I had always held the belief, and quite strongly I must admit, to the philosophy that one must never take any action, any and all action, without great deliberation and thought. Thoughtless actions, I believed, created unintended consequences, and more often than not these consequences were invariably of the unpleasant kind. Were one not careful one could end up taking thoughtless actions and creating unintended consequence, only to take more actions, equally thoughtless naturally, to mitigate those consequences, and so on in an endless spiral of action and consequence cycle.
It is all very well, this theory of thoughtful actions and its ability to prevent unintended consequences, but does following this theory to the letter cause one to forfeit something in life? In other words, is there an unintended consequence associated with premeditated actions, the kind that deliberation is precisely meant to avert? After some thought on this matter, I have arrived at a different and rather surprising conclusion.

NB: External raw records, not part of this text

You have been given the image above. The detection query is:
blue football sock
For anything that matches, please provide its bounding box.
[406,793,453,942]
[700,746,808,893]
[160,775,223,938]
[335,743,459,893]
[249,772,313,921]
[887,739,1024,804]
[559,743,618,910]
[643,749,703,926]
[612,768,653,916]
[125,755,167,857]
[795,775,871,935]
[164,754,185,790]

One must never devote too much thought to everything, particularly to matter of the heart. While many things in life are worth great thought, and I whole-heartedly endorse thought, it does have the nasty habit of killing spontaneity, and nothing is more unglamorous and tedious than premeditated actions. To be sure, too much thought can indeed rob life of joy. Consider all the portraits that you have seen of great thinkers - from Aristotle to Socrates, from Hume to Leibnitz to Kant – one cannot recall even a hint of a smile on any of their thoughtful faces. Regrettably, too much thought can have that unfortunate effect on one. It is wonderful to ponder our actions, to analyze and dissect them, but the conclusions drawn should be left strictly as lessons for the future generations to follow. To quote Oscar Wilde, "I always pass on good advice. It is the only thing to do with it. It is never of any use to oneself."